Maria Hupfield, Terrance Houle

A Space Main Gallery

September 15 – October 21, 2006

Opening September 15, 2006, 7:00 pm–9:00 pm

Copresented by: imagineNATIVE Film + Media Arts Festival

Interactive Performance Friday September 15, 7:30 PM
Artist Talk Saturday September 16, 2 PM
Interactive Performance October 20, 6:30 – 9 PM

Woodlands Ojibway meets Prairies Blackfoot/Saulteaux in the Big Smoke. This two-person collaborative exhibit works to reclaim images of First Peoples within the media and popular culture. Maria Hupfield’s work advances her previous investigations into memory, location and history in a sculptural installation that references iconic representations of the “Indian princess” and canoes. Terrance Houle’s video installation plays on the troupe of Indians as “wagon burners.” Using satire, irony and humour, these artist’s works share larger concerns about their position as artists working within an urban context while maintaining a connection to culture, community and land.
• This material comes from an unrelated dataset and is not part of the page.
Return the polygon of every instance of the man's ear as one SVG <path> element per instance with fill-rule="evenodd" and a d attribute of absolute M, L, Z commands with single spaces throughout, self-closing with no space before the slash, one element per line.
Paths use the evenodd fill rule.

Maria Hupfield is a conceptual artist working in sculpture, installation and performance. From the Martin Clan of Wasauksing First Nation, Hupfield is an art educator and community arts and culture programmer living in Toronto, where she bases her art practice. She currently teaches part time at the University of Toronto. Hupfield has a MFA in Sculpture from York University and an Honours BA Specialist in Art and Art History from the University of Toronto and Sheridan College. Her work has recently shown in New York City, Vancouver, Toronto and Calgary.
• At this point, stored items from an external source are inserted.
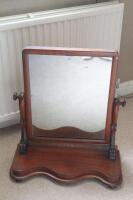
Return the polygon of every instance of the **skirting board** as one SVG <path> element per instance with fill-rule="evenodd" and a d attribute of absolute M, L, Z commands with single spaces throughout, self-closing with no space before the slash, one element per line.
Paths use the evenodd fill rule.
<path fill-rule="evenodd" d="M 116 91 L 120 96 L 133 94 L 133 80 L 120 83 L 119 88 Z"/>
<path fill-rule="evenodd" d="M 118 95 L 125 96 L 131 93 L 133 93 L 133 80 L 120 83 L 117 89 Z M 19 111 L 0 116 L 0 128 L 18 124 L 19 118 Z"/>
<path fill-rule="evenodd" d="M 2 115 L 0 116 L 0 128 L 5 128 L 8 126 L 18 124 L 19 121 L 20 121 L 19 111 Z"/>

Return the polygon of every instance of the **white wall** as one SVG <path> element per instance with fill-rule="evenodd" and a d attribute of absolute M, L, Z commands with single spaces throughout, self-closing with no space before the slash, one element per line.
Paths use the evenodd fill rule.
<path fill-rule="evenodd" d="M 133 0 L 120 0 L 125 3 L 119 77 L 121 81 L 133 80 Z"/>

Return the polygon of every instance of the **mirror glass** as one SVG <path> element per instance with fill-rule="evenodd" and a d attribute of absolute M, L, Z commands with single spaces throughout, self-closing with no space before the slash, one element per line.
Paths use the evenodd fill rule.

Terrance Houle is an internationally recognized interdisciplinary media artist and a member of the Blood Tribe. A graduate of the Alberta College of Art & Design, Houle has developed an extensive portfolio that ranges from painting and drawing to video/film, mixed media, performance and installation. His works have been shown in Calgary, Vancouver and Toronto and internationally in Brisbane, Australia, and Warwickshire, England. In the fall of 2003 Terrance participated in a Thematic Residency at the Banff Centre of the Arts, which focused on 34 indigenous people working on issues of colonization and communion. Currently Houle works and maintains his art practice in Calgary.